Как и в Старом Осколе, машин здесь немного, легче поймать пролетку. Горчаков так и сделал, и уже минут через двадцать оказался у дверей больницы. Взбежал по лестнице, думал броситься к окну регистратуры, но. остановился. В холе находился один из тех здоровенных парней, с которыми пришлось столкнуться на вокзале. А именно — тот злобный тип, что готов был применить оружие. Сейчас он тщательно обшаривал глазами помещение. На счастье Александра, в момент его появления, глядел в другую сторону. Вот дела! Кто бы и что не говорил Горчакову о «тонкой работе» за рубежом советских агентов, у него было на сей счет свое мнение: такой, как этот, не остановится ни перед чем, при случае и впрямь применит оружие. Собственная судьба для него может оказаться менее важной, чем приказ начальства.

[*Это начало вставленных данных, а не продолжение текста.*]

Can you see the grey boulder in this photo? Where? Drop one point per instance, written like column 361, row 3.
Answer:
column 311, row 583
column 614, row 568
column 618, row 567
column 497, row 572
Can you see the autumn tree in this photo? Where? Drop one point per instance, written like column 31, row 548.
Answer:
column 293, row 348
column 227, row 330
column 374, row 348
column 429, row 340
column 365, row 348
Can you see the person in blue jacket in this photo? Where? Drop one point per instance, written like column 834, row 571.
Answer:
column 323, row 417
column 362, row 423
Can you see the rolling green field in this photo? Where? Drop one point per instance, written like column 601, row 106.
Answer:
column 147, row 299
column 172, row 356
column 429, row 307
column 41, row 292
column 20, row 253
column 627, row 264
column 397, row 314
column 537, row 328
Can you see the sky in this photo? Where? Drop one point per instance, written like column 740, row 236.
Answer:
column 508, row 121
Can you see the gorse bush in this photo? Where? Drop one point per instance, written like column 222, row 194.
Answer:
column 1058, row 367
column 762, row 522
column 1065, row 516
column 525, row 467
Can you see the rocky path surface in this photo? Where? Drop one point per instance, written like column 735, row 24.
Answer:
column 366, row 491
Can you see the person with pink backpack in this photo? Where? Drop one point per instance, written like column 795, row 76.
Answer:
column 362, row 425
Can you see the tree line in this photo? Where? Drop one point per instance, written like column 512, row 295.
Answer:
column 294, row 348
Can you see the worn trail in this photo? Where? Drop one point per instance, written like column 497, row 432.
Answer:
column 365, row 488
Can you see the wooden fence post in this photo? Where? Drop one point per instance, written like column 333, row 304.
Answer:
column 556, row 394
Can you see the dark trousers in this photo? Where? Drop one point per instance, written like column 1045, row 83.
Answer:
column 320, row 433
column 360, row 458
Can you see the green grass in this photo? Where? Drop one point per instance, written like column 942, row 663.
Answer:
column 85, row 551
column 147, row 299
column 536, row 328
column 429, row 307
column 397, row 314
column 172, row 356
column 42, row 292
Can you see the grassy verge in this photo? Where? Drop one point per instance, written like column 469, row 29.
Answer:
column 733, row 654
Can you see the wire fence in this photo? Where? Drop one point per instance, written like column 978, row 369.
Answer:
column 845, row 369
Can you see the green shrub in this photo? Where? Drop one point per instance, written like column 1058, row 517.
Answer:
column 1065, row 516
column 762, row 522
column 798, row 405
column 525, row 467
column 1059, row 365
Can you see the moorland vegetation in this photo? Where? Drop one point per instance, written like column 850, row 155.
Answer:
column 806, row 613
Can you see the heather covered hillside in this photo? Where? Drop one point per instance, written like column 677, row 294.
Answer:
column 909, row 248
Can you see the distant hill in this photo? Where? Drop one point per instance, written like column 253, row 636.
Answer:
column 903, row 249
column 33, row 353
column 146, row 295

Александр быстро ретировался назад. Следовало решить, как проскользнуть незамеченным? Это — самый сложный для него участок, вряд кто из советского консульства «крутится» на этаже возле палаты, просто не разрешат.
Идея родилась неожиданно. Она показалась немного глупой, но вдруг сработает?..
Горчаков подошел к дежурившему у входа молодому охраннику с простоватым выражением лица, доверительно сказал:
— Требуется ваша помощь.
— Моя? — удивился тот.
— Видите напротив вас на скамейке грустную девушку?
— Вижу. Только почему вы решили, что она грустная?
— Разве нет?
— Она даже улыбается.
— Это нервное.
— Откуда вы знаете?
— Я ее брат.
— А от меня что надо?
— Там в холе разгуливает один парень, высокий такой, в темном, немодном костюме. Он сделал сестре ребенка и теперь прячется.
— Вот гад! — на лице охранника появился настоящий гнев. — А вы. а ты, как брат, что же?